One of the major design goals of WFPM is to support workflow code reuse. Being able to import code developed by others as dependencies is a native feature in many general-purpoase programming languages. All WFPM packages are uniformly structured and well tested before releasing. This makes the packages readily importable into other users’ codebase. For the importer side, a package’s dependencies can be declared in the pkg.json file as shown in the example below:

"dependencies": [
    "github.com/icgc-argo/data-processing-utility-tools/payload-add-uniform-ids@0.1.1",
    "github.com/icgc-argo/data-processing-utility-tools/helper-functions@1.0.0",
    "github.com/icgc-argo/data-processing-utility-tools/cleanup-workdir@1.0.0"
]

Dependent packages are specified using their package URIs. To ensure maximized reproducibility, WFPM requires specifying each dependency to a particular version.

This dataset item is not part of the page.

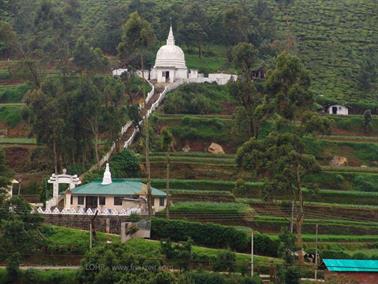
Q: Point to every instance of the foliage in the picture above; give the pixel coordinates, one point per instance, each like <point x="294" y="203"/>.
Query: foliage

Dependency installation is fully managed by the WFPM CLI tool. Before proceeding with installation, the CLI tool resolves dependecies (and their dependencies recursively) to build a complete dependency graph. All dependencies will be installed under wfpr_modules directory. At runtime, dependencies will be imported from this directory, no need to fetch from any remote resources.

Note

Fun fact: WFPM supports multiple versions of the same package coexist as dependencies, thanks to the fact WFPM requires importer always explicitly specify a particular version of any dependency. In WFPM, the well-known diamond dependency problem is nonexistence.

Similar approach is taken by Go: The need for major version suffixes is one of the ways Go modules differs from most other dependency management systems.